In our opinion, the patients with severe IGFD should not have the diagnosis of ISS assigned and remain untreated, as deficit of IGF-I is a known cause of growth retardation, regardless of whether it is primary or not. According to “ESPE classification of paediatric endocrine diagnoses” [4], the diagnosis of ISS may be established in a patient with “no evidence of endocrine deficiencies”. Until the cause of IGFD is documented, one of possibilities is decreased bioactivity of endogenous GH, however it is also important to remember that the diagnostic criteria of GHD have evolved over time [44,48] and that in population there exists a continuum of GH–IGF-I axis defects causing short stature [5]. The need to create a classification that covers a wide spectrum of patients with IGFD was raised by Cohen in 2006 [49]. The possibility of successful rhGH therapy in children with IGFD and normal stimGH has been reported in several studies, in which the authors have diagnosed their patients as either having ISS [14,50] or secreting bioinactive GH [15]. It seems that IGFD in children with normal stimGH and excluded GHI may be also related to inappropriate GH secretion for the attainment of normal concentration of IGF-I. This situation is to some extent similar to secondary deficiencies of peripheral glands, in which secretion of tropic hormones is within reference range but it appears to be too low for normal secretion of peripheral hormones.

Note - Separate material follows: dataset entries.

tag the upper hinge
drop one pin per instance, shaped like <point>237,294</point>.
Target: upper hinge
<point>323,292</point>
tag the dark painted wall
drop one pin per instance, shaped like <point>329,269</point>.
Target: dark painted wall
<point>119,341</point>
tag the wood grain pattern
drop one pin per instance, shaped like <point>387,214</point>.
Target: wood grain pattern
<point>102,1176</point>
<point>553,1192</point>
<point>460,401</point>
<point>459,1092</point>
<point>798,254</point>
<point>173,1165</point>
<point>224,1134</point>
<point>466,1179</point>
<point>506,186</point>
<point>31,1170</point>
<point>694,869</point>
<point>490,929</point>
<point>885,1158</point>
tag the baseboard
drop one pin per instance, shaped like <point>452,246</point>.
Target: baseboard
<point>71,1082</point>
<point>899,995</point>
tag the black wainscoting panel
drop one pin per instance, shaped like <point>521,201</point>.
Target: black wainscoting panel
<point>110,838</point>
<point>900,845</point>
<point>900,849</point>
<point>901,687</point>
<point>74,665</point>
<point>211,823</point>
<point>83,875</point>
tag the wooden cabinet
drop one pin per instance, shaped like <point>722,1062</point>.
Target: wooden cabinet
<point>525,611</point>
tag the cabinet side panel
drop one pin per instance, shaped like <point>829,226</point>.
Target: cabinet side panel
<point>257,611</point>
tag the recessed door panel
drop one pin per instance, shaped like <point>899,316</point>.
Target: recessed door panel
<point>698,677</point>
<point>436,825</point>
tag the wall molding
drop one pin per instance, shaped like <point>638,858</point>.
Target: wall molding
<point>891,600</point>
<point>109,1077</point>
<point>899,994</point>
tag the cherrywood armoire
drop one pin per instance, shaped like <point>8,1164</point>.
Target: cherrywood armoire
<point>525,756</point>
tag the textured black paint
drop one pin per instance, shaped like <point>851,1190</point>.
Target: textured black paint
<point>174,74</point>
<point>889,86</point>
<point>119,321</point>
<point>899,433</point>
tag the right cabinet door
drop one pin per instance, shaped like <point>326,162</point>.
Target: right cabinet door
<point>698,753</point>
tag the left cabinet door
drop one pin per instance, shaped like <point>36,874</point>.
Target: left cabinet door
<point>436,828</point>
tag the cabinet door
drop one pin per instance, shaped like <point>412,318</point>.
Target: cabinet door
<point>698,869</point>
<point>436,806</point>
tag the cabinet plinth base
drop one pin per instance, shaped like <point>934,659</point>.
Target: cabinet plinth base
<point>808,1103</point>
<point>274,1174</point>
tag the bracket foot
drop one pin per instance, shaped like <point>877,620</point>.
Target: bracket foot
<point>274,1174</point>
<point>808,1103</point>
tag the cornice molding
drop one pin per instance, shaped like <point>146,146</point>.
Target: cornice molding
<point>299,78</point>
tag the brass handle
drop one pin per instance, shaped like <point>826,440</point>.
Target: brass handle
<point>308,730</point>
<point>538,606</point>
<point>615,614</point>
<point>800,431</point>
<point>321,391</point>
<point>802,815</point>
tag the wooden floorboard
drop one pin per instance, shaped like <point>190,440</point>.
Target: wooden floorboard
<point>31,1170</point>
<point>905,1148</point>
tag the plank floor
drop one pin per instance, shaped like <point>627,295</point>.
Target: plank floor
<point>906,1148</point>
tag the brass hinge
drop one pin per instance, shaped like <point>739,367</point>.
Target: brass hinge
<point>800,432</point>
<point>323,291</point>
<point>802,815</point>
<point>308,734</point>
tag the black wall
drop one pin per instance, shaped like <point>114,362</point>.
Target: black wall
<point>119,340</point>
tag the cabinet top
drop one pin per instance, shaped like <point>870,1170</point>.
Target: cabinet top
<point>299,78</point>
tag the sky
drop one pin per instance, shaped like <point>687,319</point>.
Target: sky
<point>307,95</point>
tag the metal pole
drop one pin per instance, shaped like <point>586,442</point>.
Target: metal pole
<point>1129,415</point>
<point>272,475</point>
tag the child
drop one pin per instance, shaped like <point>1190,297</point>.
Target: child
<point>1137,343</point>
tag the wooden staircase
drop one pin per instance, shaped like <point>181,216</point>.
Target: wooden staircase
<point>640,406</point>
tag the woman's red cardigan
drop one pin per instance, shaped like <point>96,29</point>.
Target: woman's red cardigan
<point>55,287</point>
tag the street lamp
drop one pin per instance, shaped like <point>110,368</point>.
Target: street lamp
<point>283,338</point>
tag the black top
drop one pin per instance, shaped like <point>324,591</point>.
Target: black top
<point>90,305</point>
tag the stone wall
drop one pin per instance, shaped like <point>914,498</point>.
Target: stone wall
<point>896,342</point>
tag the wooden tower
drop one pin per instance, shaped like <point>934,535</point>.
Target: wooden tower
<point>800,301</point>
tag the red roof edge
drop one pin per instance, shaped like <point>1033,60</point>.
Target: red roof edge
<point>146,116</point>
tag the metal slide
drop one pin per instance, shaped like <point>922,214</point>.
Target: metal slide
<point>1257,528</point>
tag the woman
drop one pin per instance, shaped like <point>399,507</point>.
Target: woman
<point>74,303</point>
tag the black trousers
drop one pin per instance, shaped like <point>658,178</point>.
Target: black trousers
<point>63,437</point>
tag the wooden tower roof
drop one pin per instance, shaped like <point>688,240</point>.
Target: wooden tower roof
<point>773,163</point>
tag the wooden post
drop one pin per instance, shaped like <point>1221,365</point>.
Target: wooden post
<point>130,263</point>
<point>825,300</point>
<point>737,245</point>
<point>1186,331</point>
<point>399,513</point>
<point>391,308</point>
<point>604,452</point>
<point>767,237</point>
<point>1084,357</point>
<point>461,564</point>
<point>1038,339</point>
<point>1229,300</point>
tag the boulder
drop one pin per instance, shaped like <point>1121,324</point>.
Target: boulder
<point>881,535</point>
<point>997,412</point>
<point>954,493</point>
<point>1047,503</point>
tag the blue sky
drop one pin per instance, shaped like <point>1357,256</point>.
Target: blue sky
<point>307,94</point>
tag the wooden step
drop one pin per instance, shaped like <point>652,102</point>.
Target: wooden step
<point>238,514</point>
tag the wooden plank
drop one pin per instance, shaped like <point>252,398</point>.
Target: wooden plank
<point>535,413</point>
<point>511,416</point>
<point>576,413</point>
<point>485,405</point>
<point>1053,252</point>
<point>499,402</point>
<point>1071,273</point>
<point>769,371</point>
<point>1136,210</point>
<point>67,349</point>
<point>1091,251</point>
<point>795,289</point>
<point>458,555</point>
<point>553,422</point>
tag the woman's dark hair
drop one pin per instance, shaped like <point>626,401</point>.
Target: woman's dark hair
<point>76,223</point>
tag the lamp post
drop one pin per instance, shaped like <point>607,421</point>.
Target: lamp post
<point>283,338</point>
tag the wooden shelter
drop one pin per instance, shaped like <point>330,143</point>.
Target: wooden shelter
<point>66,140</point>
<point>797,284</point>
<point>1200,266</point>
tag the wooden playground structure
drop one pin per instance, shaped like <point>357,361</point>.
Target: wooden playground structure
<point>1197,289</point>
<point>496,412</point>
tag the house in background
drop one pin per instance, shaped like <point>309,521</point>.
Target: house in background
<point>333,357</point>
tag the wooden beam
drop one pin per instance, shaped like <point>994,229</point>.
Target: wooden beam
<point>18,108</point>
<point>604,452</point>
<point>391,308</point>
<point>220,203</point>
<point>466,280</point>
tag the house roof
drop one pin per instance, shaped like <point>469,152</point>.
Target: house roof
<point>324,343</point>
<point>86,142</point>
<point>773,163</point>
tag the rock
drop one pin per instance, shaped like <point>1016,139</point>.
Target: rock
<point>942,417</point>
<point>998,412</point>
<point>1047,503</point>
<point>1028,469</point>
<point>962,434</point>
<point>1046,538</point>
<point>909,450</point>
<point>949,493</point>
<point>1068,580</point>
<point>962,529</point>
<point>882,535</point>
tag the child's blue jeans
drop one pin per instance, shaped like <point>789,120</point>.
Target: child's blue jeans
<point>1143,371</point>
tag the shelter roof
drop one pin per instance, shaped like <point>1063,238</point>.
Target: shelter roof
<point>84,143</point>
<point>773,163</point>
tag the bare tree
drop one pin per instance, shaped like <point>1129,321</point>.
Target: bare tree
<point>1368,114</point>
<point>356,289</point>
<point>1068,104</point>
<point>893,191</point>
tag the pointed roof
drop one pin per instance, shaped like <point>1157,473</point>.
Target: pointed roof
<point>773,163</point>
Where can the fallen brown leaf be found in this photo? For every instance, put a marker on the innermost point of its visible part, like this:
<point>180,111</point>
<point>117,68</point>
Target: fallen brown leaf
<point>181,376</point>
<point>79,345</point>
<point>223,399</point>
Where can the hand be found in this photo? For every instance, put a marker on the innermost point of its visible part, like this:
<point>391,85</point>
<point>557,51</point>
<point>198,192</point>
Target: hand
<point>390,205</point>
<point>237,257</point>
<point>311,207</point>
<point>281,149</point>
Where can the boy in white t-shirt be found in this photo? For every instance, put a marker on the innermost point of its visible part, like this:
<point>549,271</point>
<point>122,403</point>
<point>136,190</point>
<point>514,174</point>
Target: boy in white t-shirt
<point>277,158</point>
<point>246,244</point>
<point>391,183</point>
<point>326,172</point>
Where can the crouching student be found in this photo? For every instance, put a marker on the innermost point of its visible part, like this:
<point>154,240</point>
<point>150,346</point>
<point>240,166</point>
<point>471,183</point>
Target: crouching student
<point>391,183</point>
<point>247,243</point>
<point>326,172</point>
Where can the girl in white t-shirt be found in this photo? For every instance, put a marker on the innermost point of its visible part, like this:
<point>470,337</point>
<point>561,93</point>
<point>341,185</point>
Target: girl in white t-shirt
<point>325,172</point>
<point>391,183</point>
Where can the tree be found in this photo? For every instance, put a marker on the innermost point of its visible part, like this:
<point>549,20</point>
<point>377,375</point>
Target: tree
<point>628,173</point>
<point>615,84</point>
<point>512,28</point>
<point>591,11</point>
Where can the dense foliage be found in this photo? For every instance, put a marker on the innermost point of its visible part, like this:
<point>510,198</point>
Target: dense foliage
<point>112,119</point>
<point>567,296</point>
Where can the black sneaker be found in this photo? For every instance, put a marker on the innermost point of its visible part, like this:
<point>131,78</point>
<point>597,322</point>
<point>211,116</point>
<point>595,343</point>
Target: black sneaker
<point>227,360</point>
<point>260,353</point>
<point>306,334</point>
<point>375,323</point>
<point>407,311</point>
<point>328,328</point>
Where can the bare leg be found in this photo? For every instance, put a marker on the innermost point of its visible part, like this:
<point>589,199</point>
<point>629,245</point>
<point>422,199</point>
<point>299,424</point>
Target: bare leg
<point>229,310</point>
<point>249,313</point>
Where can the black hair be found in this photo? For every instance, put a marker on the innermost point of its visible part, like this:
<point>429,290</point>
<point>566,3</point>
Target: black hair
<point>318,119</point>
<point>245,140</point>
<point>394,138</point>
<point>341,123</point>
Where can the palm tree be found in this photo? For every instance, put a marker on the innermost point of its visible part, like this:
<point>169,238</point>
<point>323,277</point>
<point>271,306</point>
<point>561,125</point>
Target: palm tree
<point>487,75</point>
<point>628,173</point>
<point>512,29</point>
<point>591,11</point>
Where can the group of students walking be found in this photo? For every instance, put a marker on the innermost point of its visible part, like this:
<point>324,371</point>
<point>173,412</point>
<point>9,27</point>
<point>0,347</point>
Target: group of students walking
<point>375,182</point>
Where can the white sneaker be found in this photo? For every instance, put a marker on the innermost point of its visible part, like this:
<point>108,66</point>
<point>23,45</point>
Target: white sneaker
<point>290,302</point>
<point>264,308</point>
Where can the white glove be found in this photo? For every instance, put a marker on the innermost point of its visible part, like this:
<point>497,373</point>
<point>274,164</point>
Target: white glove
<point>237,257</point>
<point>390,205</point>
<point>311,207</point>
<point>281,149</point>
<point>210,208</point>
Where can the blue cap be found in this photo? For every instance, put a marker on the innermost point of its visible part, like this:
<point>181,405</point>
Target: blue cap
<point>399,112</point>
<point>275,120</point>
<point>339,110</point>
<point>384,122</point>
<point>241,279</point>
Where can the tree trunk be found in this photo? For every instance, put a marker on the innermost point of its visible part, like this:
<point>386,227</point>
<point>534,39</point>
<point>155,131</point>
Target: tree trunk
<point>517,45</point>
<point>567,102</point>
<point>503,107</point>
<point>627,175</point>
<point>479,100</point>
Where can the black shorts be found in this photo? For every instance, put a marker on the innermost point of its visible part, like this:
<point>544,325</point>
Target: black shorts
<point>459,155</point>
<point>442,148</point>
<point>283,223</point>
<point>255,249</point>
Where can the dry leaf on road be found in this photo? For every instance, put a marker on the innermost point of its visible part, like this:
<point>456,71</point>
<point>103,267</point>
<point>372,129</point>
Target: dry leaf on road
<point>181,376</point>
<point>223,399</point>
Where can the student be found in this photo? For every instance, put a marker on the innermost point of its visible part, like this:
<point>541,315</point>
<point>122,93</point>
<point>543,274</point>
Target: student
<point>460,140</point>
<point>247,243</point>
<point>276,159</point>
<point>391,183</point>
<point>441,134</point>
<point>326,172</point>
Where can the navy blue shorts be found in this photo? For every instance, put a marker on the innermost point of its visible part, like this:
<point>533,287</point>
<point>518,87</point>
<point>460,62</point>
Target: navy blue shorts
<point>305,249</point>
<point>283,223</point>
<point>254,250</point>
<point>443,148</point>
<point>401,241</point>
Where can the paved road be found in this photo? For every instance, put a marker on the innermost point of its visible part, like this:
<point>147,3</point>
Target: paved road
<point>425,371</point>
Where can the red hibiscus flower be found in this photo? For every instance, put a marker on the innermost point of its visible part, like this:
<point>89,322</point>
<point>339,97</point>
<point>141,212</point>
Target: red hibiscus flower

The differences are related to the pulsatile manner of GH secretion and the necessity of its assessment in stimulation tests, as well as to the fact that IGF-I is not secreted by an endocrine gland. We suggest to qualify such patients as ones with secondary IGF-I deficiency or to create a separate diagnostic category: non-primary IGF-I deficiency. The specific criteria of this diagnosis should be defined after conducting further studies on this issue, while our results may be regarded as preliminary.

5. Conclusions

Children with severe deficit of height, normal GH peak after pharmacological stimulation, and severe IGF-I deficiency, in whom GHI is excluded by IGF-I increase in generation test, may benefit during rhGH therapy, regardless of appropriate or small birth size for gestational age. Assessment of GH sensitivity in such patients should be taken into account as currently, SGA children are qualified to rhGH therapy (with no recommendation to exclude GHI), while AGA ones may be diagnosed in different countries with either primary IGFD (if IGF-GT is not recommended) or ISS (if IGF-GT is obligatory and its result excludes GHI). In our opinion, they have a form of non-primary IGFD that should be included in the classification of GH–IGF-I axis defects leading to short stature.